Queijos “bonitos”, casca irregular, fortes e macios. Queijos com muitas mãos, queijos com história e com rosto de uma família. Queijos vulgares e queijos raros. Queijos com muita ciência, queijos tradicionais “tratados e bem tratados”. Queijos afinados. Queijos que vão “deixar saudades” a quem passar, parar e entrar na Queijaria da Praça (do Marquês de Pombal, no Porto).

Estão uns 15 graus na recém-nascida mercearia de queijos ("temos mantas”, avisam os proprietários Diana e Rui) em pleno Marquês, onde já existiu um mercado da aguardente, uma praça de touros e as “emblemáticas” corridas ilegais de carros. “Ainda não havia semáforos no Marquês”, lembra Rui, hoje com 46 anos e memórias vivas de uma zona que fica muito perto e muito longe do centro da cidade. “O Marquês tinha um lago lindíssimo e muito mais árvores. Era bairrista – até no sentido mais pejorativo.”

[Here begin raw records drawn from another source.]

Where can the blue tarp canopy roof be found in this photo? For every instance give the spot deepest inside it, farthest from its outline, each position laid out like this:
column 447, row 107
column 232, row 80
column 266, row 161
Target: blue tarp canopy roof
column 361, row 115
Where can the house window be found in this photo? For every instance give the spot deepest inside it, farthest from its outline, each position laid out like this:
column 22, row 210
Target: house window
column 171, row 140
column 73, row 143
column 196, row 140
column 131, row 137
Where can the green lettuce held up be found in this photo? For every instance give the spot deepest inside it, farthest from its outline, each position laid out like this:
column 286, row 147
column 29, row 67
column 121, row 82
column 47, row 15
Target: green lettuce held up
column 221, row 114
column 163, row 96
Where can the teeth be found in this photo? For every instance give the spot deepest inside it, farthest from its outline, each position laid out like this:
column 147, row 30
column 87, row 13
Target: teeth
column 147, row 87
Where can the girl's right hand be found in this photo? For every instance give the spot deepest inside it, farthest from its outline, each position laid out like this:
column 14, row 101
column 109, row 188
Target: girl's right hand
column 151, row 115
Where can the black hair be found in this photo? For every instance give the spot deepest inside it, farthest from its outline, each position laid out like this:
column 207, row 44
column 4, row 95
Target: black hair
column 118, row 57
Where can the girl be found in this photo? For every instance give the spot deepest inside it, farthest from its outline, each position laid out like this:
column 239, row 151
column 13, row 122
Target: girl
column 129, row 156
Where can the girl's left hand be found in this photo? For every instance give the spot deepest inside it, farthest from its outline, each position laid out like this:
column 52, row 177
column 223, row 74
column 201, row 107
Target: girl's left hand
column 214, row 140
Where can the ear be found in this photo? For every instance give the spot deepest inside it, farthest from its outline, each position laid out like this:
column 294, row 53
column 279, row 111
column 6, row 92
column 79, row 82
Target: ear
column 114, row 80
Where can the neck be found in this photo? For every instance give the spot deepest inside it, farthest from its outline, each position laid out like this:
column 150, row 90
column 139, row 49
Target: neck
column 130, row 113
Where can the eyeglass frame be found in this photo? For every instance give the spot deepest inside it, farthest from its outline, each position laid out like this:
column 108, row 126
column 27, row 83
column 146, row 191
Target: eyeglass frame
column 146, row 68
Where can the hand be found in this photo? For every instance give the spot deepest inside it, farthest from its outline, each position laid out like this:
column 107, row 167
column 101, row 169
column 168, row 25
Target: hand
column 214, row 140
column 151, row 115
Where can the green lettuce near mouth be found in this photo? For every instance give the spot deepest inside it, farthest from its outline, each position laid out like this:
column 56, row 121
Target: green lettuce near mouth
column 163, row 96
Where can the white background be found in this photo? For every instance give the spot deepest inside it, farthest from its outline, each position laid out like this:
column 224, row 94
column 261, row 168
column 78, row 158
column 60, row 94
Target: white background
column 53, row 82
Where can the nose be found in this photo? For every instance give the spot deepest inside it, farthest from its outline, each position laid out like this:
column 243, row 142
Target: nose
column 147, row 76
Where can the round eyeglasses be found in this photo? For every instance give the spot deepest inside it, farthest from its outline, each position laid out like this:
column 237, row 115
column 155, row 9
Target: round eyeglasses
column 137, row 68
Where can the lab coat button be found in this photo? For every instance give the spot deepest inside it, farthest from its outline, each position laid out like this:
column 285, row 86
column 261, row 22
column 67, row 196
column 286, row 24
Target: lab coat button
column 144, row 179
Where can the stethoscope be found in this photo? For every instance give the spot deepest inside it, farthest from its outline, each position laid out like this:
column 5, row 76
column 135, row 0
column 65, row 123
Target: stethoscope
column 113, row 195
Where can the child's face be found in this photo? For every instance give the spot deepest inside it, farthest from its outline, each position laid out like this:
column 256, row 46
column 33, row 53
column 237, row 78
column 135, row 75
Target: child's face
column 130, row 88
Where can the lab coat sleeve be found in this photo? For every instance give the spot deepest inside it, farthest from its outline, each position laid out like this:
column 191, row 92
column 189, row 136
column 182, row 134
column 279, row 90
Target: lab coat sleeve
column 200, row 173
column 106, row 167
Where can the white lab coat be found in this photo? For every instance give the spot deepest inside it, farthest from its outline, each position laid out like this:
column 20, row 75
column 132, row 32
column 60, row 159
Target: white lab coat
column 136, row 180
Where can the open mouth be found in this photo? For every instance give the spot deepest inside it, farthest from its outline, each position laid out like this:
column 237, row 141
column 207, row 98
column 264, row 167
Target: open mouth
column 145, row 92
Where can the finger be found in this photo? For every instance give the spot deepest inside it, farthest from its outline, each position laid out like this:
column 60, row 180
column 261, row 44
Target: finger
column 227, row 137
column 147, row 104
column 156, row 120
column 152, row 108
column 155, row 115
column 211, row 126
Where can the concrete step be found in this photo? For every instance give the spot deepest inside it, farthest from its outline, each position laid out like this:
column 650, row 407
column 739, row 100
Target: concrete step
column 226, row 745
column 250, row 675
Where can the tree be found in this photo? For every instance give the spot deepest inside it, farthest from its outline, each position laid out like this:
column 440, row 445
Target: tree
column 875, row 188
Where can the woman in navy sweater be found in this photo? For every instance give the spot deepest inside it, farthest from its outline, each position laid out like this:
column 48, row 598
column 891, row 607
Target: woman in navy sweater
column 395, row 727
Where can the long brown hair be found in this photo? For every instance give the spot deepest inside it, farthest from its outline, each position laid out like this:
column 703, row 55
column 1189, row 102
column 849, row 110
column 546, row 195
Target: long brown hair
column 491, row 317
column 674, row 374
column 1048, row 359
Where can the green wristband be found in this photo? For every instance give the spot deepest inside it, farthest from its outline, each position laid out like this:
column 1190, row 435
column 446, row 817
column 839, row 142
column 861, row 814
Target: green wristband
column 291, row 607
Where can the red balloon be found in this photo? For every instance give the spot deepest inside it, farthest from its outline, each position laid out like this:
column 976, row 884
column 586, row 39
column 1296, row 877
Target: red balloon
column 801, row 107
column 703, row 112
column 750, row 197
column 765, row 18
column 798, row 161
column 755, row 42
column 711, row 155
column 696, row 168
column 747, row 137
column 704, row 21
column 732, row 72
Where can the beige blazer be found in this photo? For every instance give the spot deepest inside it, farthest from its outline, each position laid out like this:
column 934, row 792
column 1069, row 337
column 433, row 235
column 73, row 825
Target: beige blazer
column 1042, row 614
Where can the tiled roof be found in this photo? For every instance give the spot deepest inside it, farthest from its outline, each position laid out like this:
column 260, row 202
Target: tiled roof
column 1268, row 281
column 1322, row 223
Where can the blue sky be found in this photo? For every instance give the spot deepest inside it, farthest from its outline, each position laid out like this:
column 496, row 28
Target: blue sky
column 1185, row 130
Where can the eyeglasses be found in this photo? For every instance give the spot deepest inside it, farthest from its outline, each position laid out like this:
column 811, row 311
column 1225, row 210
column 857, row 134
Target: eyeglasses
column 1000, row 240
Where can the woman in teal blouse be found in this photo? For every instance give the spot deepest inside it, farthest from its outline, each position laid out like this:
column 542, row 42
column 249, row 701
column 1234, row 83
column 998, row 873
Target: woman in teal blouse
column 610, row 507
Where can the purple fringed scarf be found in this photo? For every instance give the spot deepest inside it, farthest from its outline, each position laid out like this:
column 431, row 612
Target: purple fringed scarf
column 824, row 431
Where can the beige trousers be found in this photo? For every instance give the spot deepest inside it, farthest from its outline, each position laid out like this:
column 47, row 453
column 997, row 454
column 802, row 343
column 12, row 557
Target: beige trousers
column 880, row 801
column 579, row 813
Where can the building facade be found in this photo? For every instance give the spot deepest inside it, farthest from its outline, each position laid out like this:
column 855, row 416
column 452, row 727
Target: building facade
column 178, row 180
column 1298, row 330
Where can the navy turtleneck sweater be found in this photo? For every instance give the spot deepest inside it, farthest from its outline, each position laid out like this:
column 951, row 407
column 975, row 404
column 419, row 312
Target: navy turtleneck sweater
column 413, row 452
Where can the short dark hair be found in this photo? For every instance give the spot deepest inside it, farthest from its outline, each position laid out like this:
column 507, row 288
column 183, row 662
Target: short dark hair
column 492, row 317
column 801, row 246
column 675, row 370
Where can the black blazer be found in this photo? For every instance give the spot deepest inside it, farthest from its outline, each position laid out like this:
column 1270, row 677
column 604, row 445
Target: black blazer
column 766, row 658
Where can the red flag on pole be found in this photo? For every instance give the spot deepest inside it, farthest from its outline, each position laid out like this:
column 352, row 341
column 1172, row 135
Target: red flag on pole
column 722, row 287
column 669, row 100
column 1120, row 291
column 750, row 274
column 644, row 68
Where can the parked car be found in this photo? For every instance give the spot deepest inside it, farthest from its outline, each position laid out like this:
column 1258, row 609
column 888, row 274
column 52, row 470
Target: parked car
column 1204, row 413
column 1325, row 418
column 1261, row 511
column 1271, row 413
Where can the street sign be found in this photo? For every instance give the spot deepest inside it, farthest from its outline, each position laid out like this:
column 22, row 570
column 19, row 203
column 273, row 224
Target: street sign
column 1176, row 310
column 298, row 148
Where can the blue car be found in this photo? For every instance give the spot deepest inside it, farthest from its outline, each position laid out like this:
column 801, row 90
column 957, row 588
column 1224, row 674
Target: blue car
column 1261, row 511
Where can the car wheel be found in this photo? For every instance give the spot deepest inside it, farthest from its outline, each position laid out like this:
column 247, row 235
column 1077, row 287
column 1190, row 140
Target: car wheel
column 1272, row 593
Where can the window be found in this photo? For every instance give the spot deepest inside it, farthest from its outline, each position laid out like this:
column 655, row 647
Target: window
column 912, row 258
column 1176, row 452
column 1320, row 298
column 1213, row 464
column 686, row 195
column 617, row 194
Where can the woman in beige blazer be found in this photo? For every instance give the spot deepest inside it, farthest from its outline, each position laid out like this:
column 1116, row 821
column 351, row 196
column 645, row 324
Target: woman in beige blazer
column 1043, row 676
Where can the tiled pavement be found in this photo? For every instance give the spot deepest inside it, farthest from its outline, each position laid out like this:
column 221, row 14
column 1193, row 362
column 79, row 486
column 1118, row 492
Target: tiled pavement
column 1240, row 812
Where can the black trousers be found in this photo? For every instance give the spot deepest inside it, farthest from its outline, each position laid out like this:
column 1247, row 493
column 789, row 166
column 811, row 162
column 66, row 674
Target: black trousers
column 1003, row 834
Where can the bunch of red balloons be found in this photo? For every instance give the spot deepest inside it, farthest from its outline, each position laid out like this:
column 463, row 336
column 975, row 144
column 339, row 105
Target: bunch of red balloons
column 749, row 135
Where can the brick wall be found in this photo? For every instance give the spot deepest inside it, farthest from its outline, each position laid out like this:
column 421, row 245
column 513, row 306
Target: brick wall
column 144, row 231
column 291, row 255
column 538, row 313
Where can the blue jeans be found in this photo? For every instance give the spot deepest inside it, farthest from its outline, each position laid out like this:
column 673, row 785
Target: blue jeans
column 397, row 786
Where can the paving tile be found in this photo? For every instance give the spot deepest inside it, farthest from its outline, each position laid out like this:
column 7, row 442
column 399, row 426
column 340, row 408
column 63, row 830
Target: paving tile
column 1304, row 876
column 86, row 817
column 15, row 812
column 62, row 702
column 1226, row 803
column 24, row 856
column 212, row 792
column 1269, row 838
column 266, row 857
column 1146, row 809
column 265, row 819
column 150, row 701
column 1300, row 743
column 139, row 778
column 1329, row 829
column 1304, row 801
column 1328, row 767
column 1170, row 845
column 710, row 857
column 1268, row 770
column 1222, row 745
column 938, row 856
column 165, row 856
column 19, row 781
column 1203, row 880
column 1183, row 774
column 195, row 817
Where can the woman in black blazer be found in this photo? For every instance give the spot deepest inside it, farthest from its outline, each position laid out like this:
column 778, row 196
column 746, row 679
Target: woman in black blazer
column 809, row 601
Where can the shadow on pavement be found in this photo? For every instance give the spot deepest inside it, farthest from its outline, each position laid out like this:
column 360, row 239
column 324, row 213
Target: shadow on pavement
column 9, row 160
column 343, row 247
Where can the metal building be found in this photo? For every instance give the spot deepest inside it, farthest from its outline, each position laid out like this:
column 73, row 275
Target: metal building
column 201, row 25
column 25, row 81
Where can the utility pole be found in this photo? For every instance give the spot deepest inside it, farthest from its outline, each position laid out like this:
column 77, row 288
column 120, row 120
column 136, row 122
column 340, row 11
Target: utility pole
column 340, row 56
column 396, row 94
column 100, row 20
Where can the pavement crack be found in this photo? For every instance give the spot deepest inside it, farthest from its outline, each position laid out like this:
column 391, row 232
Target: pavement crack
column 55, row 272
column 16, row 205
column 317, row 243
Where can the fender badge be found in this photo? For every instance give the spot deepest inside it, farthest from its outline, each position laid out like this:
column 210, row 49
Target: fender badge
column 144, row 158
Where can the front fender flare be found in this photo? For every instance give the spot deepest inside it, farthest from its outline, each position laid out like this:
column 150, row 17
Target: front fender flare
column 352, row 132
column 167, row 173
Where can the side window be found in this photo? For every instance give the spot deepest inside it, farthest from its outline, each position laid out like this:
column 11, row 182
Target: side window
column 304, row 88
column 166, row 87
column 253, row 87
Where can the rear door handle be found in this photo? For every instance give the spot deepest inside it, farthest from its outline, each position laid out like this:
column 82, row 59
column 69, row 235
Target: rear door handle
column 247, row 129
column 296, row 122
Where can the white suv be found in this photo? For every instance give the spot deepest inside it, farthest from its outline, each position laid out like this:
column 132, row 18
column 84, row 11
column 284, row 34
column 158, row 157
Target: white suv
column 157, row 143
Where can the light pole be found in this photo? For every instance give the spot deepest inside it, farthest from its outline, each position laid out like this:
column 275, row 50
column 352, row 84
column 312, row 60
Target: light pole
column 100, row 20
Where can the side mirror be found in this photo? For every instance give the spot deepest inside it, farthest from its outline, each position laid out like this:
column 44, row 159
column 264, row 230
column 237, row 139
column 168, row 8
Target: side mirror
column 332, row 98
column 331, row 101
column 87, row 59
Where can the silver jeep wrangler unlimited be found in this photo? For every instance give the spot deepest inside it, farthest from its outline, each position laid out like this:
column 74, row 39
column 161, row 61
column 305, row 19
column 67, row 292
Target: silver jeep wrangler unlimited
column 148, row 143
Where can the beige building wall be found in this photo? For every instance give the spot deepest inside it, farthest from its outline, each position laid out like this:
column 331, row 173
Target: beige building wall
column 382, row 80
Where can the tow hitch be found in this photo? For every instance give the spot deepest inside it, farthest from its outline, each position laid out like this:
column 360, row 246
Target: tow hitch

No Marquês há um coreto centenário de ferro e a Fonte da Confidente. Há um jardim romântico com jogos acesos de sueca e de dominó. Há castanhas a fumegar na esquina, um corrupio de gente a toda a hora e uma mercearia – com uma temperatura regular entre os 14 e os 16 graus – que já começou a contar a história de queijos. “Queijos produzidos através de métodos artesanais”, sublinha Rui. “Nenhum é industrial”, reforça.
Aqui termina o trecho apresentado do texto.